In a statement, Madigan’s attorneys called the charges “baseless.”

“Neither the law nor the facts support these baseless charges, and the evidence will prove it. Mr. Madigan vehemently rejects the notion that he was involved in criminal activity — before, during or after his long career as a public servant,” attorneys Sheldon Zenner and Gil Soffer said. “The government’s overreach in charging him with these alleged crimes is groundless, and we intend to prevail in court.”

Madigan served as speaker of the Illinois House of Representatives for 38 years, until 2021.

But he’s long been embroiled in various controversies, accused of trying to use his influence to get supporters’ children into college or associates into jobs, among other things.

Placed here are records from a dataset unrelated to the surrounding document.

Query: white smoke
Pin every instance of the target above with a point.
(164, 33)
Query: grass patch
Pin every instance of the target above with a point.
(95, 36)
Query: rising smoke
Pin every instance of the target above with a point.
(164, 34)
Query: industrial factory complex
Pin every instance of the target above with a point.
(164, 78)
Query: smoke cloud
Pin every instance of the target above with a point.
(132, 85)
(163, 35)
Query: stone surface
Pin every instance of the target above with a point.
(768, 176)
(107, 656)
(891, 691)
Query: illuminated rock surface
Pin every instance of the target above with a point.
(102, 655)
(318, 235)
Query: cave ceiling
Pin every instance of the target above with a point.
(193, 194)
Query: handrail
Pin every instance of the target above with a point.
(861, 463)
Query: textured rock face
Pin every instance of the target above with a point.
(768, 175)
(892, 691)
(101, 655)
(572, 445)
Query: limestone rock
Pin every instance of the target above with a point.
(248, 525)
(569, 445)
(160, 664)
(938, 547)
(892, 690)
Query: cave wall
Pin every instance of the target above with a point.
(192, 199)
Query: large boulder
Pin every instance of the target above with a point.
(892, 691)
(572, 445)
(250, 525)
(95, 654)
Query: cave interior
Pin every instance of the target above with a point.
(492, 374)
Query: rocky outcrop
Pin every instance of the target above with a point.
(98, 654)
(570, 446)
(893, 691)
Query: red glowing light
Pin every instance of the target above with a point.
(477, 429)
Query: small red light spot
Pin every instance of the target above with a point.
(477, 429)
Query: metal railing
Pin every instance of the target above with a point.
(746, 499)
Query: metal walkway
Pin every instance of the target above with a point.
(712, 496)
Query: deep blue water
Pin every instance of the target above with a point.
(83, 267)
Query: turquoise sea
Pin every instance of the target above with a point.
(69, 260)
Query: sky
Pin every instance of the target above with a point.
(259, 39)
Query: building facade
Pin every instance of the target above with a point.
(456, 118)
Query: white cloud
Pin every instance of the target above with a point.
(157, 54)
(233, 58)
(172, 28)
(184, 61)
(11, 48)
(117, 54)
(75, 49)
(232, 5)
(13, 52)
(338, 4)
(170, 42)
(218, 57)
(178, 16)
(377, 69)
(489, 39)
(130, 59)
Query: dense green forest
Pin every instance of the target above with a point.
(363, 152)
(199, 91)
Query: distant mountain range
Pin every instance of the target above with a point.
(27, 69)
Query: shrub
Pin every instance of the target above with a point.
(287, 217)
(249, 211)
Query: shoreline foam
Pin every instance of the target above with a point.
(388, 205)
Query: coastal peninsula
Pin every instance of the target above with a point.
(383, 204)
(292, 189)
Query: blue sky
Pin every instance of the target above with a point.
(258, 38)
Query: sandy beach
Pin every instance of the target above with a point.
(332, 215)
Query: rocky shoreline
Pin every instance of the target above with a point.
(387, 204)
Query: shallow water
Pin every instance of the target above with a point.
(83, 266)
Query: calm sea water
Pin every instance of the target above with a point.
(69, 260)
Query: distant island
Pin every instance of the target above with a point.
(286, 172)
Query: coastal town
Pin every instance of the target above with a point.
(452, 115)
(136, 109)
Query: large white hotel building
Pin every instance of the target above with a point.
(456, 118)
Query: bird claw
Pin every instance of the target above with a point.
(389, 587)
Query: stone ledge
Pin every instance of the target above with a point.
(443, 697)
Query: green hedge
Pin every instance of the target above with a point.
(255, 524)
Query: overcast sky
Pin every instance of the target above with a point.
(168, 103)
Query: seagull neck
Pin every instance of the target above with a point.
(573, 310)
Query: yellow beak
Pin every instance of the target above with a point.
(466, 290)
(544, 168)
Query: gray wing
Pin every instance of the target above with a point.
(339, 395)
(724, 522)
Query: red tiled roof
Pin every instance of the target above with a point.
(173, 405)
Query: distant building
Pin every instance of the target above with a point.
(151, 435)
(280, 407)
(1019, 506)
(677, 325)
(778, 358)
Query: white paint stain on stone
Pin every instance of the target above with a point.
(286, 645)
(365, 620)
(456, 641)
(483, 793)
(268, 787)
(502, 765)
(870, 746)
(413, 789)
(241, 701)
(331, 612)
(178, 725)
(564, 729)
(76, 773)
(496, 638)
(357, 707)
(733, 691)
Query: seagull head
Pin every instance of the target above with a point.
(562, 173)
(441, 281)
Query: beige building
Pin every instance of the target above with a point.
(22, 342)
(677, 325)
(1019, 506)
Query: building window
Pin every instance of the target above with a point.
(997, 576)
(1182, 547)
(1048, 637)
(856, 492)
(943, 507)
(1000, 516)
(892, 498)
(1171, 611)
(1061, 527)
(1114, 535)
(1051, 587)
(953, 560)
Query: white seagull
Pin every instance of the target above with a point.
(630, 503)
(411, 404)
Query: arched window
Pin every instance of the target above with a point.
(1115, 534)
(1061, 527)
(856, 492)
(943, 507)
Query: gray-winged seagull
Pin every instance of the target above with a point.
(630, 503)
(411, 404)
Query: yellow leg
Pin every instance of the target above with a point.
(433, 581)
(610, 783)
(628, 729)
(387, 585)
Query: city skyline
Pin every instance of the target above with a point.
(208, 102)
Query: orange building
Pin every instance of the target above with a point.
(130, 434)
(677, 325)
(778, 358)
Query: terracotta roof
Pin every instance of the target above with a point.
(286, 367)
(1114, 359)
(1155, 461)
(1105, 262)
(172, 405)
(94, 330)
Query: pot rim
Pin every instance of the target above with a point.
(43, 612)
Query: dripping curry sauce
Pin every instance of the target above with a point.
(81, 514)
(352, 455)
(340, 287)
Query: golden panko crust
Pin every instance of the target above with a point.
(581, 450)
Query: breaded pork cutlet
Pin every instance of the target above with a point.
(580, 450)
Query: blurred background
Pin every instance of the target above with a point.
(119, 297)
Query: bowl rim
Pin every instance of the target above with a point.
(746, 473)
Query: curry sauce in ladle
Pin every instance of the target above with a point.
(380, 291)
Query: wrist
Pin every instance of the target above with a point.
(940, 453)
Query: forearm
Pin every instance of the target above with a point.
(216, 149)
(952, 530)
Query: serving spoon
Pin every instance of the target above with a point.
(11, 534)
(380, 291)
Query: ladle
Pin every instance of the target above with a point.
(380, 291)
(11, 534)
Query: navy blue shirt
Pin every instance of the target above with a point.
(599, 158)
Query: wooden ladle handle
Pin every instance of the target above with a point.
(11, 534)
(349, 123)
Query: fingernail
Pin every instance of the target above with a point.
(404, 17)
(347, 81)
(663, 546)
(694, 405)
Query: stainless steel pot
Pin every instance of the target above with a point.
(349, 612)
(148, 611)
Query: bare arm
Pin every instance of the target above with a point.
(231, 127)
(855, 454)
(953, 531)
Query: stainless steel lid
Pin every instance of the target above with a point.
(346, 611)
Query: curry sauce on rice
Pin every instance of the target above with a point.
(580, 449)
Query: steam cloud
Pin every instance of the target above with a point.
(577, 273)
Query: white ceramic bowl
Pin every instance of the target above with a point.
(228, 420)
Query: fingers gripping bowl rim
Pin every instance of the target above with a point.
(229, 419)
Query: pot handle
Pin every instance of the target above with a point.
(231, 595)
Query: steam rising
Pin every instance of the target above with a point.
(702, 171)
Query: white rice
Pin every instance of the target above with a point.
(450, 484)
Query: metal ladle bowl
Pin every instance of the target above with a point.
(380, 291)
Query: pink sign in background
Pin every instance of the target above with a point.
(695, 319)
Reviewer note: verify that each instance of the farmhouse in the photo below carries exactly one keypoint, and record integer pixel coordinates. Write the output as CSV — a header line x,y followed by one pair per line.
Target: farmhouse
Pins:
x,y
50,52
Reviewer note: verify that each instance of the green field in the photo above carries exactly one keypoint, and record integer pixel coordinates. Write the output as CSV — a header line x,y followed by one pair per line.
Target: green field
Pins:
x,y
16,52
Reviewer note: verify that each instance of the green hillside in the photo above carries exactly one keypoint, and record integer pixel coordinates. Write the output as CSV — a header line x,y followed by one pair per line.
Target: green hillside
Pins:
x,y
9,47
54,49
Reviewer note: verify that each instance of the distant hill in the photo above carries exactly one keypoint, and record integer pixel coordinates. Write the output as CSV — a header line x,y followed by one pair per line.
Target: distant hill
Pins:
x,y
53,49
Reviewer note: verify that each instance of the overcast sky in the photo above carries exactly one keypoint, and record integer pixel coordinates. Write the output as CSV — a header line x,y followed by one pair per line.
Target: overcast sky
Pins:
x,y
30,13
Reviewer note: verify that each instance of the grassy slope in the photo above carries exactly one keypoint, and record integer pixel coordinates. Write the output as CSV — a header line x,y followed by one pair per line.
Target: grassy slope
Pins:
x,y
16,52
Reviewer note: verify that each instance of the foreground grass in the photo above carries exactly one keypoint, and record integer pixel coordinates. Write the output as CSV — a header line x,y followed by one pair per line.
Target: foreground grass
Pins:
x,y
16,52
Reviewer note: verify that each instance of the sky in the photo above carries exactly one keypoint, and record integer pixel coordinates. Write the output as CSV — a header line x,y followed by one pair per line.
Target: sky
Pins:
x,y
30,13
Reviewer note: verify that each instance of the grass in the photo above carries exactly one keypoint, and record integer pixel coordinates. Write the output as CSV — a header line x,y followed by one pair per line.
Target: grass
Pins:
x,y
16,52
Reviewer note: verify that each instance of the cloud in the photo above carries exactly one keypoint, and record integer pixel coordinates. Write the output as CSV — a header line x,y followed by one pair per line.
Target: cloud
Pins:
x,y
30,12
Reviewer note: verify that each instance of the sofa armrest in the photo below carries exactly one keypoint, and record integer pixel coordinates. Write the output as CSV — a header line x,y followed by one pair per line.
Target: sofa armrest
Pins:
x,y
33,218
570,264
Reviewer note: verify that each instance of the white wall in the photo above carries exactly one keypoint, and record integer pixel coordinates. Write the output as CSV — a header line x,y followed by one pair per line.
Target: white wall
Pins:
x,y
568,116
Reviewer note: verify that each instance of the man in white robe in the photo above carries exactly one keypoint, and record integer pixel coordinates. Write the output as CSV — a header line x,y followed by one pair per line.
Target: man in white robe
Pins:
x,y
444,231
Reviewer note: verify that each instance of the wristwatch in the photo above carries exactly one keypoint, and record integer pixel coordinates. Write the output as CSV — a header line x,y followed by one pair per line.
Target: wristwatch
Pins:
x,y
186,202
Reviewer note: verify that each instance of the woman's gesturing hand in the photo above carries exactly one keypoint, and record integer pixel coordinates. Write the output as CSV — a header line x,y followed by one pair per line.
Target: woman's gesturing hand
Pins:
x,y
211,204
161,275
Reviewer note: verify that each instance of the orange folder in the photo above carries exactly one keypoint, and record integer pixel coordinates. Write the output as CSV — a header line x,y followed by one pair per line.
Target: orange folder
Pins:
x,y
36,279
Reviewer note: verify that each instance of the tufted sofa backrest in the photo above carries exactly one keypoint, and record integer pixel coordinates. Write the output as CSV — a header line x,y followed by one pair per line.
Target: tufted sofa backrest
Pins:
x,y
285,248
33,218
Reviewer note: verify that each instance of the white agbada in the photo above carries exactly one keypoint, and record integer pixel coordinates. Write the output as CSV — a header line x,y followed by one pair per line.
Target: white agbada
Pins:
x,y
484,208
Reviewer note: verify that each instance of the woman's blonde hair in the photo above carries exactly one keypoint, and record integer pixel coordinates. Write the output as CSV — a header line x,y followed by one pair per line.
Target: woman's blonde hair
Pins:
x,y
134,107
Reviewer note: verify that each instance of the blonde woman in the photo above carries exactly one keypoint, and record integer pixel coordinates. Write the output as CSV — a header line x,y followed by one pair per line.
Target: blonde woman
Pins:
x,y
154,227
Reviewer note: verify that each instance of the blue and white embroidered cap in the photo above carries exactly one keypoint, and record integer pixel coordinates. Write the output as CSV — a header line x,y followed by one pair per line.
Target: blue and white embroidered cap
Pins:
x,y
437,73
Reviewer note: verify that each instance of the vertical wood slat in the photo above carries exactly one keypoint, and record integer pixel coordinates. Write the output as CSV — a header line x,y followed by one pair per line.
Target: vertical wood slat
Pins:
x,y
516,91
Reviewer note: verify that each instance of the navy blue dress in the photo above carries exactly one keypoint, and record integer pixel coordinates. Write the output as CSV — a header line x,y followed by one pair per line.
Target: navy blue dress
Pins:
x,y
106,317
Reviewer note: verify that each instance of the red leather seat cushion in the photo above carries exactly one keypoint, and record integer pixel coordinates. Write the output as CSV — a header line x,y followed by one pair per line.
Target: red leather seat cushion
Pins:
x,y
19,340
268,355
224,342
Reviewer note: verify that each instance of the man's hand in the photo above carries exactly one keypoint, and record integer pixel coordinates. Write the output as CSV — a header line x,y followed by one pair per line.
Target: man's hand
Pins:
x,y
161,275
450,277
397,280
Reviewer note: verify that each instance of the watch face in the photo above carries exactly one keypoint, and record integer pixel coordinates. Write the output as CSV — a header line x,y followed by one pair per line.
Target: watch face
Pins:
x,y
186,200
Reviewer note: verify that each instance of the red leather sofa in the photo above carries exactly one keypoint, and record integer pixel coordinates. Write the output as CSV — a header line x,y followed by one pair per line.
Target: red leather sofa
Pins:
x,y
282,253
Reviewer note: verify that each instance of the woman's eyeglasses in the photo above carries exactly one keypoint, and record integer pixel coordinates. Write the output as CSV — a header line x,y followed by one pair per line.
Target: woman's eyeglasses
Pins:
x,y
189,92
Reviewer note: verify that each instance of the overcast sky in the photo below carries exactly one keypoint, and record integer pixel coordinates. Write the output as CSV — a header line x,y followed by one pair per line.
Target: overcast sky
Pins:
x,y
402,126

In January 2021, Madigan stopped his campaign for speaker when he struggled to get the votes needed for the post. That February, Madigan — facing an investigation into his ties to Commonwealth Edison — resigned from his house seat.

Gov. JB Pritzker spoke to investigators as a witness last month, a spokesperson told the Tribune. The governor is not implicated in any wrongdoing, Lausch told the Tribune.

“An indictment of this magnitude is a condemnation of a system infected with promises of pay-to-play, and the era of corruption and self-dealing among Illinois politicians must end,” Pritzker said in a statement. “The conduct alleged in this indictment is deplorable and a stark violation of the public’s trust. Michael Madigan must be held accountable to the fullest extent of the law.”